Les dates des prochains modules

  • En Finir avec Votre Addiction du 18 déc. au 21 déc. 2017.

Les séminaires « En Finir avec Votre Addiction » (alcool, nourriture, tabac, etc) ont lieu à LA TEMPERANCE (Combre - 63250 CHABRELOCHE, entre Clermont-Ferrand et St-Etienne, dans le Puy-de-Dôme). Ils ont permis à de nombreuses personnes de se libérer de leur dépendance. Afin de vous en donner une idée plus concrète, nous répondons ici aux questions qui nous sont le plus souvent posées, nous avons choisi ici de parler de l’alcoolisme mais les protocoles et la démarche thérapeutique utilisés sont similaires pour les autres dépendances (boulimie, tabac...).

Quel est le contrat de base pour les personnes dépendantes de l’alcool ?

Nous demandons aux participants d’arriver « sevrés » et de s’abstenir d’alcool pendant la durée du stage... L’engagement est surtout moral : vouloir s’en sortir et être prêt à s’impliquer...

En quoi consiste le sevrage ?

Pour arriver « sevrés », certains qui ne boivent excessivement que par période, n’ont rien à faire de particulier... certains viennent après un séjour en hôpital, d’autres ont recours à la cure CHAMPEAU au sulfate de magnésium... d’autres suivent une prescription médicale (Espéral, Aotal...). Le sevrage physique est important pour éviter les sensations et syndromes de manque (tremblements, etc).

Vous distinguez donc le sevrage de la thérapie proprement dite ?

Oui, tout à fait. Le sevrage agit uniquement sur le plan physique, la thérapie opère sur les mécanismes de l’alcoolisme aux niveaux psychique et neurologique.

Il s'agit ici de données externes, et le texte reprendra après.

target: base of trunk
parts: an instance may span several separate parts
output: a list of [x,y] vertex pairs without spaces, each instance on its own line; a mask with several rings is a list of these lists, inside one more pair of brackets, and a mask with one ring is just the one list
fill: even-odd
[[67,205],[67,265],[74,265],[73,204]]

Comment se déroule la thérapie et quel en est le principe de base ?

Elle se déroule en 4 jours. La plupart des stagiaires arrivent la veille (certains viennent de loin)... Les journées commencent à 9 h, jusqu’à 12 h et reprennent à 14 h jusqu’à 17 environ... Le travail est individualisé en fonction des problématiques et du vécu de chacun.

Le principe thérapeutique de base repose sur la « dissociation », sur le fait que la personne alcoolique est « clivée » en deux personnalités (ce clivage peut remonter à un traumatisme (souvent inconscient) vécu dans l’enfance ou à un événement plus récent). Ces deux personnalités (la personnalité sobre (PS) et la personnalité alcoolique (PA)) -ou dépendante (nourriture, etc) ne se trouvent jamais présentes en même temps. Pourtant chacune des qualités de la personnalité sobre (PS) et de la personnalité dépendante est essentielle au bien-être de la personne. En ce qui concerne ce travail de « réintégration » et les protocoles de PNL complémentaires (enlever la compulsion -ou « l’envie irrésistible », résoudre les traumatismes...) vous pouvez lire les articles de LA TEMPERANCE* (« PNL et Dépendances »...).

Le travail thérapeutique est-il terminé lorsque la « réintégration » est opérée ?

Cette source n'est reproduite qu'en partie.